Let's assume that this equation does have a solution. Then we can write it as
sec(x) + tan(x) = +/- (3 + 2sqrt(2))
Writing everything in terms of sin(x) and cos(x) gives us
1 / cos(x) + sin(x) / cos(x) = +/- (3 + 2sqrt(2))
Multiplying both sides by cos(x), we get
1 + sin(x) = +/- (3 + 2sqrt(2)) cos(x)
Squaring both sides...
1 + 2 sin(x) + sin(x)^2 = (17 + 12sqrt(2)) cos(x)^2
Replacing cos(x)^2 with 1 - sin(x)^2...
1 + 2 sin(x) + sin(x)^2 = (17 + 12sqrt(2)) (1 - sin(x)^2)
Subtracting the right hand side from both sides of the equation and collecting terms...
(18 + 12sqrt(2) sin(x)^2 + 2 sin(x) + (-16 - 12sqrt(2)) = 0
This is a quadratic in sin(x). Plugging these coefficients into the quadratic formula yields...
sin(x) = (-2 +/- sqrt(4 - 4(18 + 12sqrt2)(-16 - 12sqrt(2))) / (2(18 + 12sqrt(2))
Which simplifies to...
sin(x) = (-1 +/- sqrt(577 + 408sqrt(2))) / (18 + 12sqrt(2))
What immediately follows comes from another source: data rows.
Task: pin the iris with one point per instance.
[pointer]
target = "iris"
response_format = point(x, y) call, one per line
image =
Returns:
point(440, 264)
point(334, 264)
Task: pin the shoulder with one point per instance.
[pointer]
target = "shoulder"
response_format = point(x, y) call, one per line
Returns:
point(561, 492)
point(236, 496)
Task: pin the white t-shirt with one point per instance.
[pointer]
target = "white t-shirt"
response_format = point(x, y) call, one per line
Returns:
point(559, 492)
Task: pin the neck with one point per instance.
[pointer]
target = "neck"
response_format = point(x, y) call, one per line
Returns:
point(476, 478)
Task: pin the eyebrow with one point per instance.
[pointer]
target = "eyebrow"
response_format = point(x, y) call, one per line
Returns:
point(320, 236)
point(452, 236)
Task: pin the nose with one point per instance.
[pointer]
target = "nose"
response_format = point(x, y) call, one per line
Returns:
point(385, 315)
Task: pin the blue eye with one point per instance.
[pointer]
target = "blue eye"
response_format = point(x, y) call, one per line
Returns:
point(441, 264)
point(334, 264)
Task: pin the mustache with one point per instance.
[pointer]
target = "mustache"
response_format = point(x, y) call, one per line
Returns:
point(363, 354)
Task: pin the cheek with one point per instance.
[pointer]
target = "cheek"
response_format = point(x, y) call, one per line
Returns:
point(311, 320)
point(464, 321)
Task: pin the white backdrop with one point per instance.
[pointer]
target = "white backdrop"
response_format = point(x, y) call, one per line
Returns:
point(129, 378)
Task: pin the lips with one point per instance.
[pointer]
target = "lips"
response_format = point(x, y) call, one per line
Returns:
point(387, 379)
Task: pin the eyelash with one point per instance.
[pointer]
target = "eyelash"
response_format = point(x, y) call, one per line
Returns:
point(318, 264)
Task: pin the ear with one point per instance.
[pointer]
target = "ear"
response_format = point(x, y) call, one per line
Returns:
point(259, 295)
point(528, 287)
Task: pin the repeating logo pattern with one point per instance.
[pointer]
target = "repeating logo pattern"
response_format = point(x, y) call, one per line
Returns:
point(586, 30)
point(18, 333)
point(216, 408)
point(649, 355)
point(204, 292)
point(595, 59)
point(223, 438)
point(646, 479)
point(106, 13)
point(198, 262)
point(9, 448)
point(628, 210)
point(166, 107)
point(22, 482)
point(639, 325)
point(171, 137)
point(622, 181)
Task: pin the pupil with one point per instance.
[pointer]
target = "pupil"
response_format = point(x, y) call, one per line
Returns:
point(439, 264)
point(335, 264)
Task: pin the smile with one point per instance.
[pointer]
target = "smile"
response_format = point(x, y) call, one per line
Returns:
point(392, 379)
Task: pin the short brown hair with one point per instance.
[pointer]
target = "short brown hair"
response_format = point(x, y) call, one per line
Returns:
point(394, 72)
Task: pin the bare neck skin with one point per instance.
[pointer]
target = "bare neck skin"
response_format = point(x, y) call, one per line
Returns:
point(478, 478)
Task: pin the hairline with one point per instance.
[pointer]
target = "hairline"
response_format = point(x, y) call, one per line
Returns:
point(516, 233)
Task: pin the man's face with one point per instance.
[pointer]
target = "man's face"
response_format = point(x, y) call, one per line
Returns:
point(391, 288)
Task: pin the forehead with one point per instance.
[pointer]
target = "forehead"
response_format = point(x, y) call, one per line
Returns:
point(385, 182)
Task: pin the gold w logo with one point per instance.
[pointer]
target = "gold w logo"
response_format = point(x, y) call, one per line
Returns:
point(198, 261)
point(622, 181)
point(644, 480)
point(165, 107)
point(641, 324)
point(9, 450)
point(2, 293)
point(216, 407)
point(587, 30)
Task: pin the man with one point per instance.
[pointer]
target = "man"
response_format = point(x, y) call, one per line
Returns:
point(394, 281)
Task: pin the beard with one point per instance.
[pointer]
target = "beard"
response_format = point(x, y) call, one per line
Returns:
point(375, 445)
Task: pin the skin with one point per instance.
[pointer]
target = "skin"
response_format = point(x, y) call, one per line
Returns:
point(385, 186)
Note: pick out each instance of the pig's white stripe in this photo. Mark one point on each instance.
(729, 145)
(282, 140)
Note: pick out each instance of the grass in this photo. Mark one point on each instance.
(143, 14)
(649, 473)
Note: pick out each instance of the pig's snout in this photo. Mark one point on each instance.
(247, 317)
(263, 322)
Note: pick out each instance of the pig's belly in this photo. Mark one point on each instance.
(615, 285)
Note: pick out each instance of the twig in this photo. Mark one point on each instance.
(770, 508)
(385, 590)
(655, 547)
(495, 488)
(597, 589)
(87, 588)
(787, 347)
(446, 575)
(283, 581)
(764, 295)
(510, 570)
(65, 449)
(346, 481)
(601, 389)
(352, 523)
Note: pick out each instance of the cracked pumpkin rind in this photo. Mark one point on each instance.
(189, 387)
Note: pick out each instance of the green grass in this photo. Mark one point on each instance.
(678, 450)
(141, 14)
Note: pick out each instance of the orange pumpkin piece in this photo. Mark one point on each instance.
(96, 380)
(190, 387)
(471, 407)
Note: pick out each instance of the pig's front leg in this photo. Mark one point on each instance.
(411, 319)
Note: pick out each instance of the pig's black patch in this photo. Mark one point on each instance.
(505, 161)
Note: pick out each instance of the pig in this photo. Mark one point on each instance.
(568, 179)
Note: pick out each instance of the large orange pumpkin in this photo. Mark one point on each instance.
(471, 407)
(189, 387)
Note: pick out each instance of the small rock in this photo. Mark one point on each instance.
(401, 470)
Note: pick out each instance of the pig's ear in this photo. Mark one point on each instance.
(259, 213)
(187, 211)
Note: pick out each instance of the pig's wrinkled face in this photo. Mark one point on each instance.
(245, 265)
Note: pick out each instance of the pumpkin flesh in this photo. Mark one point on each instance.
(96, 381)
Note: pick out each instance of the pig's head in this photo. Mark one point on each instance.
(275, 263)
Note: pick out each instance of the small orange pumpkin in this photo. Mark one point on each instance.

When we compute this result by choosing the minus sign, we get sin(x) = -1 which is true when x = -pi/2. This gives a division by 0 when plugged back into the original equation, and is also outside the domain of the problem statement, so we can discard x = -pi/2.
When we compute the result by choosing the positive sign, we get...
sin(x) = (-1 + sqrt(577 + 408sqrt(2))) / (18 + 12sqrt(2))
And so by using the inverse sine function on both sides, we get
x = arcsin(-1 + sqrt(577 + 408sqrt(2))) / (18 + 12sqrt(2)) = 1.230959417...
We also know that pi minus the above number is also a solution, so the two solutions are...
x = 1.230959417... + 2k*pi, x = 1.910633236... + 2k*pi, for any integer k.
These numbers for x indeed solve the original equation, however they fall outside the desired domain, thus we conclude that there are no solutions to this problem.